6 Thoughts on “What is missing from the Governor’s open government task force? Private citizens.

  1. Ol' Timer on August 1, 2012 at 1:07 pm said:

    Underline Roby of Watertown. This is the guy who will write about open gov but every-time it happens in Watertown he chastise it.

    If some of the city council members meet in a cafe on Saturday morning and urge people to come and visit about their concerns and ideas, he seems to think that is wrong. Those council members are all negative to his “progressive” style. Or maybe they were just conveying what they heard from the voters that day.

    But he and the other higher ups in Watertown meet behind closed doors, fire good Watertown people, push through their agenda, then he writes with his poison pen on the way he interrupts it things, as long as it his way, “the right way”

    We have city committee meeting that have not had agenda posted, minutes posted. Meetings have been canceled without notice, moved without notice. But the Watertown PO does not write about them.

  2. I have often said open meeting laws need to come with stiffer penalties. Start fining actual elected officials and the shit would end real quick. This slap on the wrist approach is dumb.

  3. Testor15 on August 1, 2012 at 10:27 pm said:

    This committee is Orwellian Doublespeak on steroids. Everyone on the list is there to protect their personal or organizational interests.

    Not one person on this list is for actual open records:

    Jason Gant? What? What part of Jason Gant’s career shows he is capable of critical thought to assist in making real open records?

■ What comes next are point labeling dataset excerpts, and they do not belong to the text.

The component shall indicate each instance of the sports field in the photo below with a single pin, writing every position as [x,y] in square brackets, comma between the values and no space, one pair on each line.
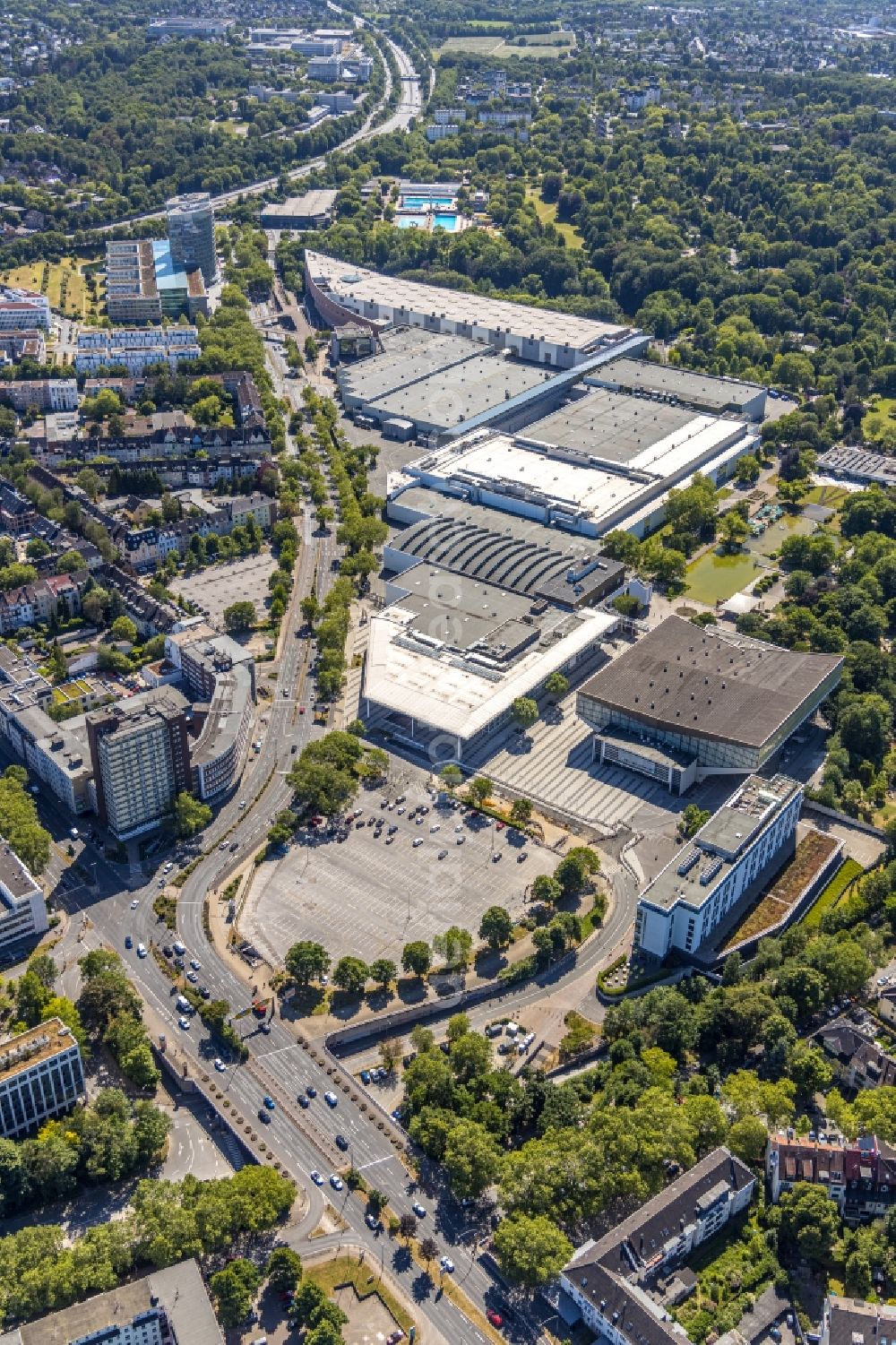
[541,46]
[64,282]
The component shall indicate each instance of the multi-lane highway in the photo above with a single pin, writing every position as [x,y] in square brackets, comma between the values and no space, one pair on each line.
[399,120]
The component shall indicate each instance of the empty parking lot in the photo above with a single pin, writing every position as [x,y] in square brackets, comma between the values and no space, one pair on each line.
[235,582]
[369,897]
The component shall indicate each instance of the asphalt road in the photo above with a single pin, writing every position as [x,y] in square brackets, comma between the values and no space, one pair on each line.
[407,110]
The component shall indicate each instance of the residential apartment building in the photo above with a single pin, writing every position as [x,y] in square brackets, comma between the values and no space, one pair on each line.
[47,394]
[172,26]
[24,343]
[40,1078]
[860,1063]
[145,547]
[16,510]
[858,1175]
[23,308]
[191,233]
[612,1282]
[140,757]
[203,658]
[132,295]
[849,1321]
[32,604]
[166,1307]
[23,910]
[887,1004]
[136,350]
[726,864]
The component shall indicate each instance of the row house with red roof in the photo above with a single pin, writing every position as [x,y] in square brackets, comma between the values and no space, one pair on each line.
[858,1175]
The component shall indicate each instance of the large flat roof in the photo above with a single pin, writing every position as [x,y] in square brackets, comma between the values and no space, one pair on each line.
[545,324]
[13,875]
[316,202]
[453,652]
[707,391]
[612,426]
[34,1046]
[407,356]
[501,461]
[702,865]
[177,1290]
[710,684]
[451,396]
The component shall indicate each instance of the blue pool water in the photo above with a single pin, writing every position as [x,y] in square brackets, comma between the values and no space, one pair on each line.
[426,202]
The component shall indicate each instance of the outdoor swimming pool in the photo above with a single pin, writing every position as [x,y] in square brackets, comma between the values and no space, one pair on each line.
[426,202]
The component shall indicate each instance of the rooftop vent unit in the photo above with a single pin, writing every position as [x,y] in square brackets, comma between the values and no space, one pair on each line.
[708,875]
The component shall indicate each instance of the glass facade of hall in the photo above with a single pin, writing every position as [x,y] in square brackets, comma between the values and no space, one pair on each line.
[719,754]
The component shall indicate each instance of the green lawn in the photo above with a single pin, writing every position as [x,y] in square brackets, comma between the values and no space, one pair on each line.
[64,284]
[542,46]
[775,534]
[829,496]
[547,215]
[716,577]
[365,1280]
[732,1272]
[880,418]
[831,893]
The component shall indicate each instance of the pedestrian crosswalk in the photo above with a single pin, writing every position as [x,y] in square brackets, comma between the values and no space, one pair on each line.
[555,768]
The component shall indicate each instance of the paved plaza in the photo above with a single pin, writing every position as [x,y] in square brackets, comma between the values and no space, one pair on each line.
[370,899]
[550,764]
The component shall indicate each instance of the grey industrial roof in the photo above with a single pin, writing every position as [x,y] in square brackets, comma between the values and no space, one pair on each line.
[694,388]
[408,354]
[453,394]
[362,285]
[710,684]
[316,202]
[461,612]
[856,461]
[13,875]
[609,426]
[538,566]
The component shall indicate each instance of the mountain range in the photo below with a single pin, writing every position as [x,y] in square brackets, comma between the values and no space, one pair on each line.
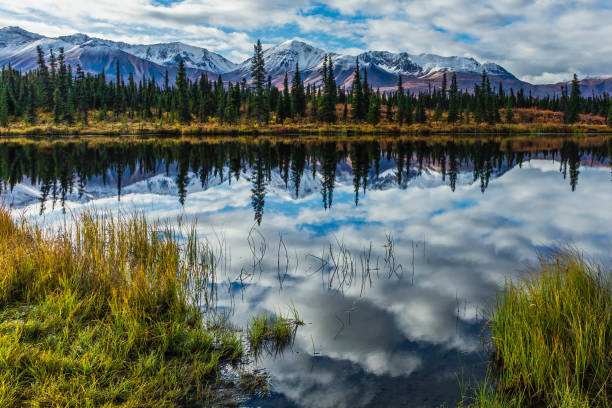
[419,71]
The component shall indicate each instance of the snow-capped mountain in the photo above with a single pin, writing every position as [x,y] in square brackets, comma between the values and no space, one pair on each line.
[168,54]
[18,48]
[282,58]
[420,72]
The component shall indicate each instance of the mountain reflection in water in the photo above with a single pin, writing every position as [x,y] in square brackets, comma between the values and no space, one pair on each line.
[311,224]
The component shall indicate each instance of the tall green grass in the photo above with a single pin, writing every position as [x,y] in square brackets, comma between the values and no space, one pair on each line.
[552,337]
[103,315]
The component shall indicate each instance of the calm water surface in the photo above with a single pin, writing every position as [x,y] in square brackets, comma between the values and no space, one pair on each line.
[388,250]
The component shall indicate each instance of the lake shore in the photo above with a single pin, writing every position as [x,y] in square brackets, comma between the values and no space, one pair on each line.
[551,335]
[312,129]
[105,318]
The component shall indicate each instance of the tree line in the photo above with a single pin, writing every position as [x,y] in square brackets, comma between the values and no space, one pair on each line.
[70,96]
[66,167]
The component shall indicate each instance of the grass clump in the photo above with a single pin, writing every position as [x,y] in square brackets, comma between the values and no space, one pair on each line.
[552,337]
[103,316]
[272,332]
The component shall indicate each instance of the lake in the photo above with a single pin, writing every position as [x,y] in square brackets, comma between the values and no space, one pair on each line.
[391,250]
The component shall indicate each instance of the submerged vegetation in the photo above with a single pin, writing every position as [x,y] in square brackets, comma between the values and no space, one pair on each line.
[552,338]
[103,316]
[273,333]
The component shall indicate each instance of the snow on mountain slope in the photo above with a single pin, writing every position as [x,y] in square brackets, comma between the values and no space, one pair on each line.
[18,47]
[282,58]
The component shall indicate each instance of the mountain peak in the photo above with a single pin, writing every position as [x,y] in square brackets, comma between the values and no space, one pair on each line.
[16,36]
[76,38]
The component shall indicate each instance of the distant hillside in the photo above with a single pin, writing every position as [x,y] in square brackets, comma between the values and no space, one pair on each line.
[419,72]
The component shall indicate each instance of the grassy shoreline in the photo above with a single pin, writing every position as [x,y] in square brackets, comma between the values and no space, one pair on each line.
[552,338]
[207,129]
[103,316]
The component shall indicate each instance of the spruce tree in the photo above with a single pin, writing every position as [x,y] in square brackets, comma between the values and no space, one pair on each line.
[453,102]
[298,97]
[57,106]
[328,109]
[44,85]
[359,106]
[437,112]
[401,105]
[286,99]
[509,111]
[258,73]
[374,110]
[182,90]
[574,102]
[4,105]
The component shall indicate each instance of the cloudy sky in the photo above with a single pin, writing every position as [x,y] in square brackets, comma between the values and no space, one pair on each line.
[538,40]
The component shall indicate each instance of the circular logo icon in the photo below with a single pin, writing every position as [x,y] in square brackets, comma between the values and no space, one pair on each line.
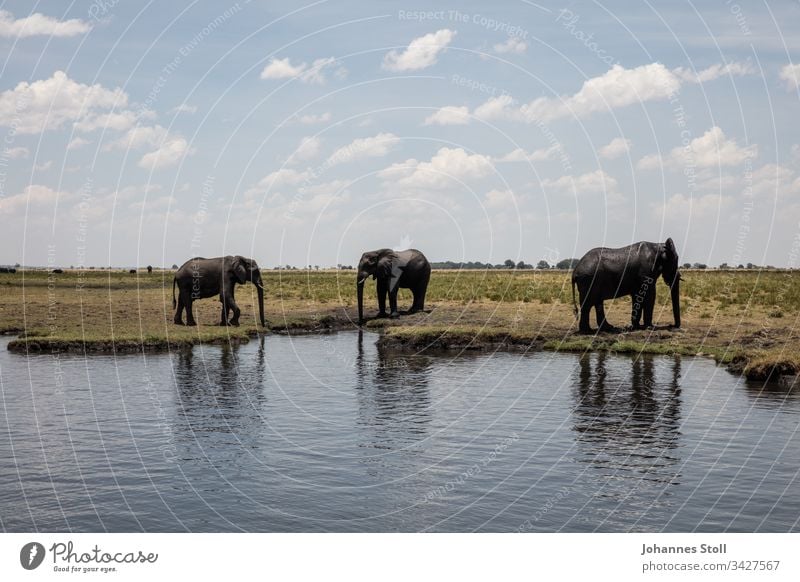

His whole career resembles “how do I hide the truth?”

    The state officials are hiding their decisions.

    The local sheriffs do not want the public to see the real numbers and crimes they are a party to.

    The newspapers don;t want the bloggers to read a document and figure out what is really going on.

    What if a public employee saw something in the public record they know is false? They would be fired or prosecuted in today’s ‘open’ records system. This is not the real 1970’s version of open records / sunshine rules. These open records rules are to determine which records might be safe to release with the least amount of damage to the rising political careers. This group only knows secrets and how to make rules to keep them.

  4. Lamb Chislic on August 2, 2012 at 10:11 am said:

    I agree with you on lack of citizen participation, Scott, though some (like Tena Haraldson) are no longer with the media yet very well-versed on the shortcomings of “open government” in SD.

    The Task Force will meet several times this summer and fall. The initial meeting will be Aug. 22, at 1 p.m. CDT, in the Capitol Lake Visitor Center in Pierre.

    The public is typically welcome to attend these meetings and offer input. Hopefully, one or two meetings will be held in Sioux Falls.

  5. Testor15 on August 3, 2012 at 9:23 am said:

    I am still trying to figure out who on this list could possibly care if the public has the right to the information. Has anyone else decided who is here representing us?

    The list of vested interests in suppressing the citizens full knowledge is given to us. The secret contracts, backroom deals, quid pro quo / status quo and the like are protected by everyone I see on this list.

    Come on fellow readers, help me find some ray of hope…

  6. There will never be open government in SD, especially when you have a Republican governor appointing the committee.